Un accordéon se réveillait doucement, entre les matelas posés dans l'ancien hôtel. Derrière leurs portes murées, ils s'installaient. Les rires fusaient, une odeur d'amour flottait dans l'air. Une jeune fille lisait une histoire à son petit frère. Certains préparaient la soupe pour le soir pendant que la nuit les englobaient. Les adultes veillaient à la sécurité de tout le monde.

Et Gaël, pour la première fois, posa une question sur la vie d'une autre.

-Sally, comment es-tu arrivée ici?

Elle détourna le regard. Elle aurait bien voulu qu'on ne lui demande jamais. Mais  elle avait conscience que, si Gaël posait cette question, il lui fallait vraiment une réponse.

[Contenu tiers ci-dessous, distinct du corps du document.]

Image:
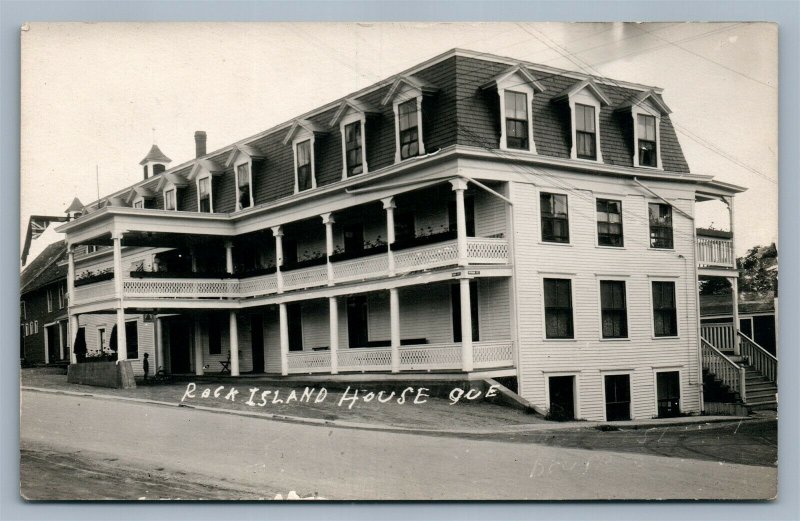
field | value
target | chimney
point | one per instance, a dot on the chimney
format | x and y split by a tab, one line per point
199	143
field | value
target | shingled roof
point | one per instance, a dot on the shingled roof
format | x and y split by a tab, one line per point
44	269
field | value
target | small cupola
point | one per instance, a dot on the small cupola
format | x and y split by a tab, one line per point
154	162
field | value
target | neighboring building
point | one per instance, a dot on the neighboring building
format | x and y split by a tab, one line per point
471	217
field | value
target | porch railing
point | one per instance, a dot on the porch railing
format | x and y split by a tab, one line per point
724	369
762	360
714	252
720	336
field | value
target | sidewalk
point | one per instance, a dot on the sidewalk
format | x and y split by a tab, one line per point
435	415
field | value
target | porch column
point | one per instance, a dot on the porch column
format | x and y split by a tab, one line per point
328	220
234	343
735	297
466	326
228	257
389	206
459	187
394	327
284	333
72	327
159	361
277	231
199	370
334	334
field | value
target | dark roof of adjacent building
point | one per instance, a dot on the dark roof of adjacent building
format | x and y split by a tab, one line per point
44	269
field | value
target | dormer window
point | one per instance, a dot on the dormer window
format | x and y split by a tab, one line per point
646	146
305	166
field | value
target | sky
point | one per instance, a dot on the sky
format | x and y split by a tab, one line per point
95	96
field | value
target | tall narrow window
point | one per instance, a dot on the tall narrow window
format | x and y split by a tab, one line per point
558	308
304	174
353	148
169	199
516	120
243	177
660	216
647	139
585	133
614	313
555	218
409	129
665	316
609	223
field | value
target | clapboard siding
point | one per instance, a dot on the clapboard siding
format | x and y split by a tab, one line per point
586	264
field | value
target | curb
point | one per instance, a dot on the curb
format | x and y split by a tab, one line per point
514	429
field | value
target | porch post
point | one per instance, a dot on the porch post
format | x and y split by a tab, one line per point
277	231
284	333
199	370
394	327
389	206
466	326
459	187
234	343
328	220
334	334
228	257
735	297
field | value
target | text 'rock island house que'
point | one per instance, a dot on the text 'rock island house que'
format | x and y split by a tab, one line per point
471	217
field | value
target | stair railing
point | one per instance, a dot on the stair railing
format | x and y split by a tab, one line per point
724	369
762	360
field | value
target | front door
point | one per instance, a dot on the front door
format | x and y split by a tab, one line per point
668	394
562	397
257	342
180	345
618	397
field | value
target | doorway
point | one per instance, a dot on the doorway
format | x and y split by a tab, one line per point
562	398
618	397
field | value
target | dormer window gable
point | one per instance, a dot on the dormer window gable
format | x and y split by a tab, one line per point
351	117
585	101
646	110
406	94
303	135
516	88
202	174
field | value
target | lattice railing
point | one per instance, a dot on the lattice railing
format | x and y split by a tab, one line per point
182	288
364	359
92	292
309	362
305	278
362	268
482	250
493	354
261	285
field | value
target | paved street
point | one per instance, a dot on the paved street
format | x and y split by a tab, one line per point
258	458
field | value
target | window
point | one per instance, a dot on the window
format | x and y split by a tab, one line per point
660	216
353	148
455	300
609	223
204	194
304	173
646	131
409	129
613	309
558	308
169	200
214	336
555	222
585	133
243	180
665	316
516	120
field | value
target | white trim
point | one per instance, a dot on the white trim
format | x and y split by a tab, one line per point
353	117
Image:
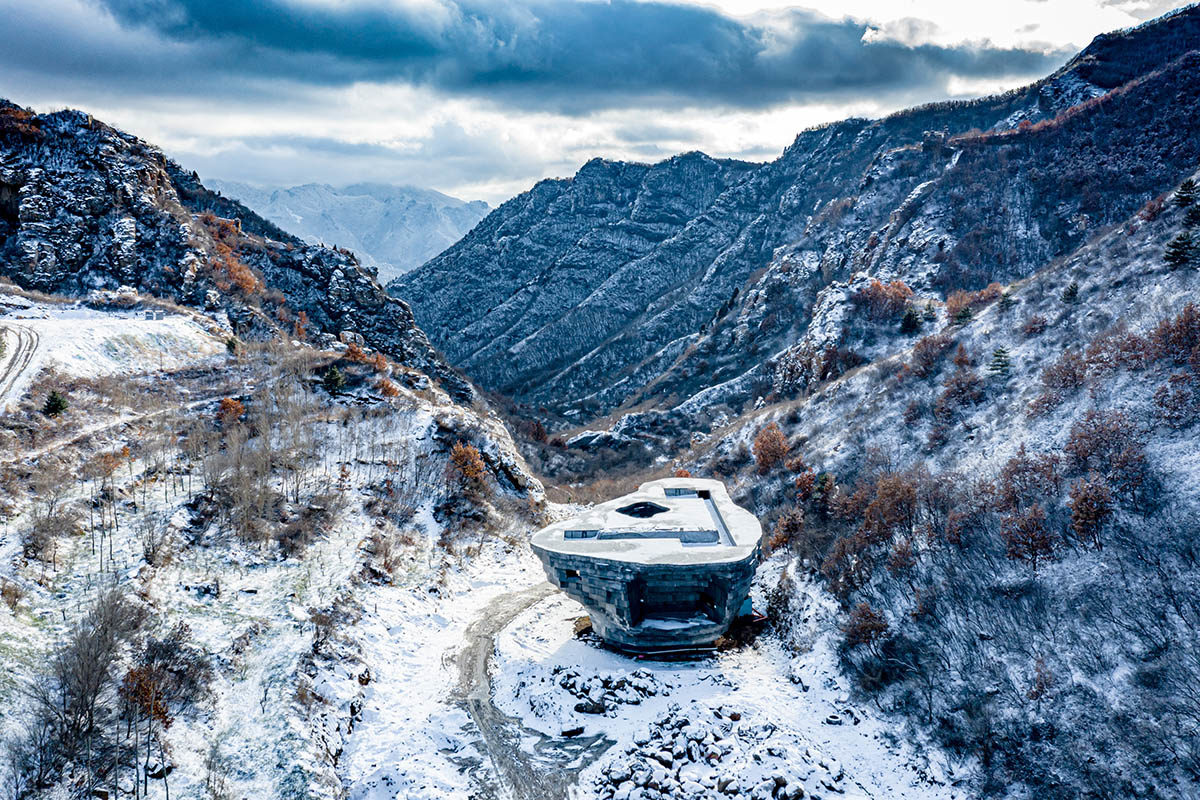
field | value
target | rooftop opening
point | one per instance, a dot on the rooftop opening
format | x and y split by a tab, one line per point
643	510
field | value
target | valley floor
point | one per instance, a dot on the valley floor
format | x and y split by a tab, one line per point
418	734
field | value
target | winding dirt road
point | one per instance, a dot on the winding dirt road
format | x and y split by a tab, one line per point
552	765
17	359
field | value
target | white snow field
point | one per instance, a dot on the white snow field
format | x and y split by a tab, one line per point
784	719
87	342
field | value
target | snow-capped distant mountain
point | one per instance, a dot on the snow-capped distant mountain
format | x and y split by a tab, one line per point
393	228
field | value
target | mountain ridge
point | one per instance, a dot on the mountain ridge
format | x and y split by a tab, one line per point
605	306
391	228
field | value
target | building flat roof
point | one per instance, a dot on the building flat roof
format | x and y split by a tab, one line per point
672	521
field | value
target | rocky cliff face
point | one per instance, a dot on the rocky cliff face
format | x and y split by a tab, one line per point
85	206
630	283
390	228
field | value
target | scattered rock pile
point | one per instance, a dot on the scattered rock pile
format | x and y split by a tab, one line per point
703	753
604	693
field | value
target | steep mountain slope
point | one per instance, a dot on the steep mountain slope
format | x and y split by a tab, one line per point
84	206
390	228
1006	509
586	293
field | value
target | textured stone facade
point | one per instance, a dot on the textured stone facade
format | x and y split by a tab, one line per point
651	584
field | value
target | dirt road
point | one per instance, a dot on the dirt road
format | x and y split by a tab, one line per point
547	769
22	346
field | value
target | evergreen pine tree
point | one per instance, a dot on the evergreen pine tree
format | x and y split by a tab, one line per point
1180	250
1001	366
334	380
1186	194
55	403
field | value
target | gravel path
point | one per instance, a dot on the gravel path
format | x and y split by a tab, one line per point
547	769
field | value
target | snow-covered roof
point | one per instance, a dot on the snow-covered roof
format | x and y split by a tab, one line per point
670	521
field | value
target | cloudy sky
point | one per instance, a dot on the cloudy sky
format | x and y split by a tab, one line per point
483	97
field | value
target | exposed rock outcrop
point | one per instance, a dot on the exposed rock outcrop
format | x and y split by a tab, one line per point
630	283
85	206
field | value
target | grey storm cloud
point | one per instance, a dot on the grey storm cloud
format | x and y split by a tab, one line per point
565	55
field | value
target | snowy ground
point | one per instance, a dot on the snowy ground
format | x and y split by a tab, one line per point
789	717
85	342
785	716
414	738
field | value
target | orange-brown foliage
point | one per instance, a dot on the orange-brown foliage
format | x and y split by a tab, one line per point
883	300
229	410
864	626
769	447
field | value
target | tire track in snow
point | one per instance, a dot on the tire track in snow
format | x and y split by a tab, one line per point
18	361
553	767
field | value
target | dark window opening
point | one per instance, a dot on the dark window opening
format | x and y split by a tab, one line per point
643	510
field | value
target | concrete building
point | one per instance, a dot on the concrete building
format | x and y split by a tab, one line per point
666	566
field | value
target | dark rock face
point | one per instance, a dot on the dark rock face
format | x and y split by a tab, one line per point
633	283
85	206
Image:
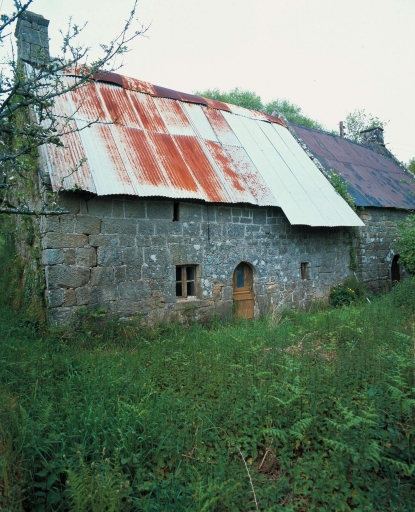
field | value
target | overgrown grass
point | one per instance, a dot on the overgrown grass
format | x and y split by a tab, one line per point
319	406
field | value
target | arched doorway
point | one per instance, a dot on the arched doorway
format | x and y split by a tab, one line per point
395	270
243	293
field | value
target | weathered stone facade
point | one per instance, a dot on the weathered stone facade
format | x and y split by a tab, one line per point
121	254
375	246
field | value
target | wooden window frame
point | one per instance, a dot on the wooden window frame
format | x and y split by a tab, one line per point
184	281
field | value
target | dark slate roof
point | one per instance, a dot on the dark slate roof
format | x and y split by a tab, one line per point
374	180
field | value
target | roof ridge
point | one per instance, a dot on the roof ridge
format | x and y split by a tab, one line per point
134	84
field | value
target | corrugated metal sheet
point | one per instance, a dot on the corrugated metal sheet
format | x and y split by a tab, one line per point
145	140
374	180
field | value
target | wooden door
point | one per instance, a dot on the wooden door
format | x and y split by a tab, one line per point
243	293
395	270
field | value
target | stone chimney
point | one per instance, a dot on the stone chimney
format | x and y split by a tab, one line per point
372	136
32	38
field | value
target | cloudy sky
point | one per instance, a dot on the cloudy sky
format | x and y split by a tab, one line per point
328	56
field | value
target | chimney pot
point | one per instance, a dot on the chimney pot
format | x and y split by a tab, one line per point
372	136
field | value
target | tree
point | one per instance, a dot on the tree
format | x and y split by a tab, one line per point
27	97
293	113
359	121
249	99
240	97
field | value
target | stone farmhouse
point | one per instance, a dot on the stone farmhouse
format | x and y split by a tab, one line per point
187	207
381	187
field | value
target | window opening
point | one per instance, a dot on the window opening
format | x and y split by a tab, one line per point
185	281
176	211
305	270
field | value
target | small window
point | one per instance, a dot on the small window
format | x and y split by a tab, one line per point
305	270
186	281
176	211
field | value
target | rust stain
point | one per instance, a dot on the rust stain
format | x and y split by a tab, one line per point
144	159
173	162
232	177
174	117
254	181
200	167
118	106
150	117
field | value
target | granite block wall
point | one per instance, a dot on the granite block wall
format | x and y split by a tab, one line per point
375	246
122	253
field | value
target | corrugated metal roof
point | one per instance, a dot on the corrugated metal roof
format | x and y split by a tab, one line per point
373	179
152	141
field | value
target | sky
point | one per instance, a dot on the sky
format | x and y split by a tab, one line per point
330	57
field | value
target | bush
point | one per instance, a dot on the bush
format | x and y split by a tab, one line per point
403	294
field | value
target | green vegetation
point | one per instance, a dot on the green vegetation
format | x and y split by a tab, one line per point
358	121
249	99
405	244
302	411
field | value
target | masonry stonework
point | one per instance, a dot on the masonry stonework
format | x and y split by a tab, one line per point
121	254
375	246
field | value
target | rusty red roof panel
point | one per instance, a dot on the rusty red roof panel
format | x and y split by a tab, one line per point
146	140
373	179
148	113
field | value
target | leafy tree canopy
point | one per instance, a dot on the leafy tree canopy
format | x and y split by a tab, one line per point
358	121
249	99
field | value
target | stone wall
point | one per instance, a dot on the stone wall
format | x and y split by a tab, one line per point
374	246
121	254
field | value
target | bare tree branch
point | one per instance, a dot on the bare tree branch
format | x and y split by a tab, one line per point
28	119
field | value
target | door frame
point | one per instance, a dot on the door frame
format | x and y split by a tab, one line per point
245	294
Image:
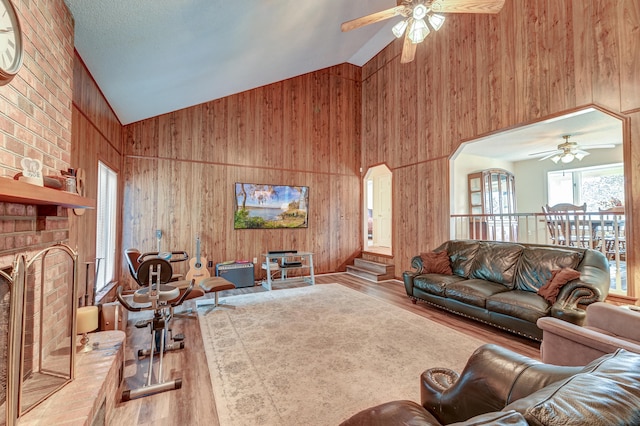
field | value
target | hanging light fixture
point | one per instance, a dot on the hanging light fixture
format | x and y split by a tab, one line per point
416	26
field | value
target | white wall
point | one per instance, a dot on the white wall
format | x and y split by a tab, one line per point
531	176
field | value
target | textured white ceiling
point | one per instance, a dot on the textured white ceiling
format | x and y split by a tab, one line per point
588	128
150	57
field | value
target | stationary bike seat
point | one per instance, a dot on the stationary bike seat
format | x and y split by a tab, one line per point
165	293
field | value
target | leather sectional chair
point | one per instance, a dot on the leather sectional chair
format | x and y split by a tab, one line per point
498	282
607	328
500	387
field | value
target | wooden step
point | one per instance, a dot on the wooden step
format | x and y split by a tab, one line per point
368	274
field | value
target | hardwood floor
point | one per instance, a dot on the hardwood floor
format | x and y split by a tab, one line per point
194	404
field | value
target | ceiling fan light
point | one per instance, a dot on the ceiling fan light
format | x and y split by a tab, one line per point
436	21
420	11
567	158
418	31
398	29
581	155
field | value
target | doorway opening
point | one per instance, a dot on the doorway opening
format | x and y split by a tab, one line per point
377	226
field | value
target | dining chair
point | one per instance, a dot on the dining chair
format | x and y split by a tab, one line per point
569	225
611	234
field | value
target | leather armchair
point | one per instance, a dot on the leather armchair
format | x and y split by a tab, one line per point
607	328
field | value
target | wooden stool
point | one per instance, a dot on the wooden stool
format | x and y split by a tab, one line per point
215	285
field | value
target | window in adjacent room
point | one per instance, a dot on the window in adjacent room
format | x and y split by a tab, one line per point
106	225
601	187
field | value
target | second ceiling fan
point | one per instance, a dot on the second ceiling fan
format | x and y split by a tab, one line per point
414	27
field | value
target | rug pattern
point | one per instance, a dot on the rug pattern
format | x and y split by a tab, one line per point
316	355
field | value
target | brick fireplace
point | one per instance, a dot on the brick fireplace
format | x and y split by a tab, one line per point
26	230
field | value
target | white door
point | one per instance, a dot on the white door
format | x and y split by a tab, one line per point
382	211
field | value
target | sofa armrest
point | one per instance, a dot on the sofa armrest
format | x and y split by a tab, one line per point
392	413
493	378
564	343
408	277
615	320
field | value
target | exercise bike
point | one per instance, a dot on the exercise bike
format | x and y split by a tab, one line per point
157	295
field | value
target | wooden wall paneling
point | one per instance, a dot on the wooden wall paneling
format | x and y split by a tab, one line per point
464	71
559	57
605	51
292	109
407	144
369	125
629	17
320	122
425	130
582	22
632	180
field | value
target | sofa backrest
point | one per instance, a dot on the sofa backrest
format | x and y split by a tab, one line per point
536	263
496	262
461	253
522	266
605	392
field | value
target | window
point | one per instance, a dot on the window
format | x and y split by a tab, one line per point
600	187
106	225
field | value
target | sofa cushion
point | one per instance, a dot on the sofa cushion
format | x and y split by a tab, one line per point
436	263
606	392
473	292
536	263
495	418
559	278
461	253
435	283
520	304
496	262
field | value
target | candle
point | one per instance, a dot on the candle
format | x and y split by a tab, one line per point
86	319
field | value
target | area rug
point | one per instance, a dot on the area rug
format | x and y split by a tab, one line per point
316	355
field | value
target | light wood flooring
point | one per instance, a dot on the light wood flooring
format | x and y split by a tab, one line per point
194	404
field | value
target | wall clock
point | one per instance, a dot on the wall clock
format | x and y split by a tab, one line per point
11	48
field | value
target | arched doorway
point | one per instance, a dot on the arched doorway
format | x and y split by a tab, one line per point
377	226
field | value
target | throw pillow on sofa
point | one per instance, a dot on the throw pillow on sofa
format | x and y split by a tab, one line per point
559	278
436	263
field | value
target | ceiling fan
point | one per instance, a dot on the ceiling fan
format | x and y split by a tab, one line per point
568	151
414	27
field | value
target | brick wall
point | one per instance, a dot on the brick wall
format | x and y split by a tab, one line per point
35	108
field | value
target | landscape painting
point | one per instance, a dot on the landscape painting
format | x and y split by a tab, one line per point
270	206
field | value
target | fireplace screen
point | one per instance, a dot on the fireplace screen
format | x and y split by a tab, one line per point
41	329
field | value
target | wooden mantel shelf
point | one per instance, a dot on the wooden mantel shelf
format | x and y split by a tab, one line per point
14	191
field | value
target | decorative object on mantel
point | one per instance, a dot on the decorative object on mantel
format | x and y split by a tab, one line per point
80	177
86	321
10	42
31	171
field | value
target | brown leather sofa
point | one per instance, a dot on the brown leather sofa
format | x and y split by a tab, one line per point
497	283
500	387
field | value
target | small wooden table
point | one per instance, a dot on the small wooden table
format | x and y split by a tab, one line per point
215	285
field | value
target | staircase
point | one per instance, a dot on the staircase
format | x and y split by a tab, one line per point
370	270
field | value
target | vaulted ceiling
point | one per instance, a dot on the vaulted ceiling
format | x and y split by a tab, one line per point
150	57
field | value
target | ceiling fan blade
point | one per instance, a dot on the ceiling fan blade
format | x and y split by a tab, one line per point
610	145
408	50
373	18
550	155
467	6
551	151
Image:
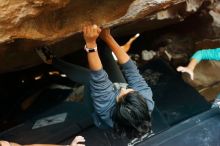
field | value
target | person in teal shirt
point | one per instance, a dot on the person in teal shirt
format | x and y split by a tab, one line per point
207	54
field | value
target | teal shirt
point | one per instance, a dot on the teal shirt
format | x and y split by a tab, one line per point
208	54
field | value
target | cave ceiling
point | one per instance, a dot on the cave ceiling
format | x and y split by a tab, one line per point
27	24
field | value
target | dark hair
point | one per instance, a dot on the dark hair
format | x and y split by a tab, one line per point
131	116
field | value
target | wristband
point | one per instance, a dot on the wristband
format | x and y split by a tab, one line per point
89	50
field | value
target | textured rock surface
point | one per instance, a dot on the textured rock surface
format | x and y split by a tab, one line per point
27	24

-Dans mon pays, il y a eu... une guerre. Ceux qui avaient assez d'argent sont partis. Nous avons laissé tant d'amis... Nous les avons abandonnés, en quelque sorte... Nous avons marché, roulé longtemps et nous sommes arrivés à la mer. C'était insurmontable, on ne pouvait pas nager à travers tout ça. On était bloqués. On était beaucoup, désemparés. Et il y a un homme qui s'est approché, il a proposé de nous faire passer. C'était cher mais c'était notre seul espoir. La Grèce se rapprochait. Nous voyions Lesbos. Et le moteur s'est mis à crachoter. Ma sœur a sauté à l'eau. À bord, nous étions les deux seules à savoir nager. Le canot s'enfonçait, ils allaient tous mourir. J'y suis allée aussi. Pendant trois heures et demi, on a poussé. C'était tellement long, tellement fatiguant. Mais on a fini par entendre ce petit raclement de la coque contre la terre. Mes pieds ont touché le fond presque aussitôt. On était sauvé.

-Tu les as sauvé.

Sally se leva et alla coucher les plus jeunes.